The building is modern, simple, built with steel, concrete, synthetic limestone, and is representative of the city. So far, four Native flags are impossible to miss upon entering the front doors, and a painted buffalo is displayed on the left.
Artists Kim Jore, a hair stylist, built the buffalo partly out of human hair to represent diversity featuring two Native chiefs: Rain In The Face and Henry Bright Wings, who are looking over the Badlands and additional portraits of different races.
Artwork from thirty different local artists is displayed prominently inside. The halls are streamlined, comfortably lit, welcoming, and easy to navigate the various departments.
Instead of Gothic spires or stone-like castle walls, architect Terry Stroh said the modern style is what the city wanted.

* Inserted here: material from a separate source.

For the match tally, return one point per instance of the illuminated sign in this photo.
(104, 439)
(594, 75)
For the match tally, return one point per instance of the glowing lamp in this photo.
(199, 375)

“We’re in an age of modern architecture,” Stroh said. “And you see the architecture is less expensive than real limestone.”
All attempts were made to acquire materials for construction locally, for instance, bricks used throughout the project were baked in North Dakota, Stroh said.
Mahoney first thanked the taxpayers and those involved for funding the project.
“This building is truly a representation of our community,” Mahoney said. Simple, and not excessive, he said.
“We also made it difficult to see the commissioners and the mayor because we’re all on the third floor, Mahoney said, joking.
What will happen to the old temporary City Hall at 200 Third Street North? The Red River Valley SWAT Team will be conducting training exercises at the old City Hall on Wednesday between noon and 8 p.m., Fargo police announced.